Bezalel ben Joel Ronsburg (בצלאל רנשבורג; 1760 – 25 September 1820) was a Talmudist and rabbi, dayan and head of the yeshiva in Prague. Zecharias Frankel was one of his pupils.

==Biography==

He was born in the city of Ronsperg, in modern Czechia. He went studied Torah at Schwabach, Fuerth, and Prague, where Leib Fischels and Ezekiel Landau taught him. He opposed the Reform movement.

Ronsburg was the author of Horah Gaver (Prague, 1802), commentary on the tractate Horayot, and Ma'aseh Rav (ib. 1823), marginal notes on the Talmud, reprinted in the Prague (1830–32) edition of the Talmud and in several later ones.
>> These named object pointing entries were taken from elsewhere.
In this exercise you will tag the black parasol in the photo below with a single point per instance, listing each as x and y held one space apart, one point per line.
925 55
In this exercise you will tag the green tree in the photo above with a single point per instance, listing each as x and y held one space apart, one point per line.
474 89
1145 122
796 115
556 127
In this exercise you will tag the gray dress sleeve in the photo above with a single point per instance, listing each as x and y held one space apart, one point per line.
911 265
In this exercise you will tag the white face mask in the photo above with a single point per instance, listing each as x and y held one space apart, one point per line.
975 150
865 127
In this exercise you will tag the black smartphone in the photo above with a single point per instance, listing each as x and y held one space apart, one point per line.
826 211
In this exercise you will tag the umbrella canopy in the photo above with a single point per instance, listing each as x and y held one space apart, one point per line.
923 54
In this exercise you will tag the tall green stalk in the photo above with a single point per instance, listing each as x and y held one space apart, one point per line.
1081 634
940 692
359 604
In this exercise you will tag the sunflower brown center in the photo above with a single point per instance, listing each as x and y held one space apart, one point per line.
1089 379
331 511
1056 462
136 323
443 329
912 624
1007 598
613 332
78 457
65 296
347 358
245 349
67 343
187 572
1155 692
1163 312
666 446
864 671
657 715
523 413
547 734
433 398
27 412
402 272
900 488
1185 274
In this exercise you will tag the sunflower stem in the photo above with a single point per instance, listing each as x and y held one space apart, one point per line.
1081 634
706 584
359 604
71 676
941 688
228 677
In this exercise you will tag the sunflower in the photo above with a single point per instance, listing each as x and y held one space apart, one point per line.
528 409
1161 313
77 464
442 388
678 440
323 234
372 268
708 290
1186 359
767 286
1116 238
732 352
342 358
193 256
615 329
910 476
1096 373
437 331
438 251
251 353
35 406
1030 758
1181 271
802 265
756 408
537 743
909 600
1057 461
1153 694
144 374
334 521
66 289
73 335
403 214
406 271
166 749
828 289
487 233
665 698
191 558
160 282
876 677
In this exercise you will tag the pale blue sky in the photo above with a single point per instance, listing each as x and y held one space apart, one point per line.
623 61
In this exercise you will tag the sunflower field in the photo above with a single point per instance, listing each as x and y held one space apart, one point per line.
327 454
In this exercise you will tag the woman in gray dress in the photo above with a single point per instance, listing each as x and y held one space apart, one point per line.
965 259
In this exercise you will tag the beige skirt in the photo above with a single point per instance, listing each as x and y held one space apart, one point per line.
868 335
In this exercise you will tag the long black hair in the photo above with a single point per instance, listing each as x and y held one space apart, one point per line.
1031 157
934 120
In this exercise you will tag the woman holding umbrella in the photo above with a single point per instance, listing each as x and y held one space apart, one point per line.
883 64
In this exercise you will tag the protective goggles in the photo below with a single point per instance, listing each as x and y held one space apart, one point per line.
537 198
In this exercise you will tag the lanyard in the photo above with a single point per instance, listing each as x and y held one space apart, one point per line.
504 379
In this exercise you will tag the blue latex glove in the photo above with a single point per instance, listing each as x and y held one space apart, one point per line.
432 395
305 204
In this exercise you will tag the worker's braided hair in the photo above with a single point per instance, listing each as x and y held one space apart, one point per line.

Ronsburg's notes to the Halakot of Asher ben Jehiel were printed in the Prague (1839–46) edition of the Talmud under the title Sedeh Tzofim. They are also reprinted in Romm's Wilna edition. The following works by Ronsburg remain in manuscript (as of 1906): Pitche Niddah, (later printed by Mossad HaRav Kook) novellæ, and Sichat Chullin.

After an Hapsburg Imperial Decree in 1787, Ronsburg took the name Daniel Bezaleel Rosenbaum, the initials standing for both surnames; he continued to be known, however, as Ronsburg.